I feel like this question will be a head-slapper once I figure out the answer, but for the moment I'm having trouble!
Let $M$ be a compact, connected, orientable 2-manifold of genus $g$ with $b$ boundary components. The Euler characteristic $\chi$ can be expressed as
$\chi = 2 - 2g - b$
and also as
$\chi = H_0 - H_1 + H_2$
where $H_i$ is the rank of the $i$th homology group.
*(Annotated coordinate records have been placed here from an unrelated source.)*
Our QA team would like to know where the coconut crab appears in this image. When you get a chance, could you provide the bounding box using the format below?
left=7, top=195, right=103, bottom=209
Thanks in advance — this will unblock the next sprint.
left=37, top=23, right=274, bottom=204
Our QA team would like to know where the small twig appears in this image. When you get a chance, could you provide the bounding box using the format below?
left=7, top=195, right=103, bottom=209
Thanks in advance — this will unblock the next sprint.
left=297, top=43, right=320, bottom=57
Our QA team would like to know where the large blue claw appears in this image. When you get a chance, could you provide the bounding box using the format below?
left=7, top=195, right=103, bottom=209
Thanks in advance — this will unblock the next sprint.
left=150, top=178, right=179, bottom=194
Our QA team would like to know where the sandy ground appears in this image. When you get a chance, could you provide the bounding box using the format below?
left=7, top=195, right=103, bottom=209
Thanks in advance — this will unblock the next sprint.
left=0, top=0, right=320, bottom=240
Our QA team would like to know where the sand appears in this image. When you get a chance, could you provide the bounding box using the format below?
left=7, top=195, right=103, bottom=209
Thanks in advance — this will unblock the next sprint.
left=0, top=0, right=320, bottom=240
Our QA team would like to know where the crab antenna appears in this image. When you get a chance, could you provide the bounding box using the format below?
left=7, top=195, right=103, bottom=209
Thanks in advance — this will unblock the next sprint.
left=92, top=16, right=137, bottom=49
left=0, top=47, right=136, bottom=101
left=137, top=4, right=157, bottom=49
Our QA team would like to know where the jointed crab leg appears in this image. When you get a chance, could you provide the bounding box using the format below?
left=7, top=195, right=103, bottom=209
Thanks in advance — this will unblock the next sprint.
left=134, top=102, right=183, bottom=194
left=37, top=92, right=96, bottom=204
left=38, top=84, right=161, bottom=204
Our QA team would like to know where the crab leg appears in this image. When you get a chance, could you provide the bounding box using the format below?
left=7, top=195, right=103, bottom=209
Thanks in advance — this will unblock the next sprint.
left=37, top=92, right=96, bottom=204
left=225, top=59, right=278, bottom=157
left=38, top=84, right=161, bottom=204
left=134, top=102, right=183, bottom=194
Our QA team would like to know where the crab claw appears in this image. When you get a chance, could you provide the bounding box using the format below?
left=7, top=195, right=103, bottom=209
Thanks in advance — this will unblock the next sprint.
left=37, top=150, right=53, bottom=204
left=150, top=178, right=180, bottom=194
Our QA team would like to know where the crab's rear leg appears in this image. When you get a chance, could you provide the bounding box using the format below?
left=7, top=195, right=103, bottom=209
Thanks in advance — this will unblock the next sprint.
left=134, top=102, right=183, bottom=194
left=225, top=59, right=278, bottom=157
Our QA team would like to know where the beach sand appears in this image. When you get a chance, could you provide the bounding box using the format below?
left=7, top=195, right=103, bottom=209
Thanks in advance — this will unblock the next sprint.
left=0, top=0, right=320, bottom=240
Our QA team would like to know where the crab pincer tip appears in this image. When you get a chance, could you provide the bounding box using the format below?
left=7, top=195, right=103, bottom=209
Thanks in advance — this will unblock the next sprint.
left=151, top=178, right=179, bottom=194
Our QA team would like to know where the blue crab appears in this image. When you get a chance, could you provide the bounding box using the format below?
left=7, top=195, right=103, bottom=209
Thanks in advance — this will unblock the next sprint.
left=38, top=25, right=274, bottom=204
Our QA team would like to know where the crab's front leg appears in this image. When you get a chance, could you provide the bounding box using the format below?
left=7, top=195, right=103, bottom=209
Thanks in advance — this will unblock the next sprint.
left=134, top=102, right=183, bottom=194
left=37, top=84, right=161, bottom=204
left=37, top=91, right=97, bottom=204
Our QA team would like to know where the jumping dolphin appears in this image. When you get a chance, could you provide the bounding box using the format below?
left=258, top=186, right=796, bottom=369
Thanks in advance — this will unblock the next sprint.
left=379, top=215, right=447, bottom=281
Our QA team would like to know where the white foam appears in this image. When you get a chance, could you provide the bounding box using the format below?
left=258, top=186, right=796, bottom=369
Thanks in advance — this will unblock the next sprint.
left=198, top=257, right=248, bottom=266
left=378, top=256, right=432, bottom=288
Since $M$ is connected we have $H_0 = 1$; since $M$ is a 2-manifold we also have $H_2=1$ (here I'm thinking about de Rham cohomology: $(H_2 = H^0 = \mathrm{ker}\ d_0/\mathrm{im}\ d_{-1} = \mathrm{ker}\ d_0$, which is just the constant functions.). Solving for $H_1$ yields
$H_1 = 2g + b.$
Sounds ok for the most part -- for instance, if $b=0$ then there are twice as many basis loops as handles. But what if, say, $g=0$ and $b=1$, i.e., a disk? Then we have $H_1 = 1$. But every loop in a disk is contractible! Help! (Seems like it should be something like $H_1 = 2g + b-1$ when $M$ has boundary and $H_1 = 2g$ otherwise, but I don't understand why from the arguments above.)